Il raccrocha, se tourna vers elle. — Sache, ô cousin chéri, que le dixième manège est justement la mise en concurrence. Panurgise-la donc sans tarder, dès le premier soir. Arrange-toi pour lui faire savoir, primo que tu es aimé par une autre, terrifiante de beauté, et secundo que tu as été sur le point d'aimer cette autre, mais que tu l'as rencontrée, elle, l'unique, l'idiote de grande merveille, ce qui est peut-être vrai, d'ailleurs. Alors, ton affaire sera en bonne voie avec l'idiote, kleptomane comme toutes ses pareilles.

Et maintenant elle est mûre pour le dernier manège, la déclaration. Tous les clichés que tu voudras, mais veille à ta voix et à sa chaleur. Un timbre grave est utile. Naturellement lui faire sentir qu'elle gâche sa vie avec son araignon officiel, que cette existence est indigne d'elle, et tu la verras alors faire le soupir du genre martyre. C'est un soupir spécial, par les narines, et qui signifie ah si vous saviez tout ce que j'ai enduré avec cet homme, mais je n'en dis rien car je suis distinguée et d'infinie discrétion. Tu lui diras naturellement qu'elle est la seule et l'unique, elles y tiennent aussi, que ses yeux sont ouvertures sur le divin, elle n'y comprendra goutte mais trouvera si beau qu'elle fermera lesdites ouvertures et sentira qu'avec toi ce sera une vie constamment déconjugalisée.
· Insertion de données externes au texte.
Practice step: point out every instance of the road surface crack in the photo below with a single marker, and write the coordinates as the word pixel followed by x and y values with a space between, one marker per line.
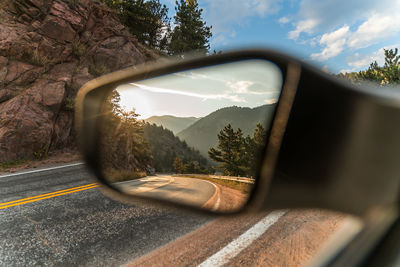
pixel 44 240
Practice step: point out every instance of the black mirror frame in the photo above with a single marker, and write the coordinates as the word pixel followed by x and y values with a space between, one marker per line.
pixel 298 98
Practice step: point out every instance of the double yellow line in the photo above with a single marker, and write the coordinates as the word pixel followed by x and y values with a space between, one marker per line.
pixel 46 196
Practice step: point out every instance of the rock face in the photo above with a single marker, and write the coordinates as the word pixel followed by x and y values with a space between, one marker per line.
pixel 48 50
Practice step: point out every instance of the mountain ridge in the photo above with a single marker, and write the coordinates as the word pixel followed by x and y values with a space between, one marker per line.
pixel 202 134
pixel 173 123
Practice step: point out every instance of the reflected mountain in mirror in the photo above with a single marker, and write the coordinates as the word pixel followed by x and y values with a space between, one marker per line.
pixel 193 137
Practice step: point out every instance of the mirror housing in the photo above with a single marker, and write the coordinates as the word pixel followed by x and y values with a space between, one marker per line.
pixel 331 143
Pour faire bon poids, dis-lui aussi qu'elle est odeur de lilas et douceur de la nuit et chant de la pluie dans le jardin. Du parfum fort et bon marché. Tu la verras plus émue que devant un vieux lui parlant avec sincérité. Toute la ferblanterie, elles avalent tout pourvu que voix violoncellante.

Vas-y avec violence afin qu'elle sente qu'avec toi ce sera un paradis de charnelleries perpétuelles, ce qu'elles appellent vivre intensément.
Et n'oublie pas de parler de départ ivre vers la mer, retiens bien ces cinq mots. Leur effet est miraculeux. Tu verras alors frémir la pauvrette. Choisir pays chaud, luxuriances, soleil, bref association d'idées avec rapports physiques réussis et vie de luxe. Partir est le maître mot, partir est leur vice. Dès que tu lui parles de départ, elle ferme les yeux et elle ouvre la bouche. Elle est cuite et tu peux la manger à la sauce tristesse. C'est fini.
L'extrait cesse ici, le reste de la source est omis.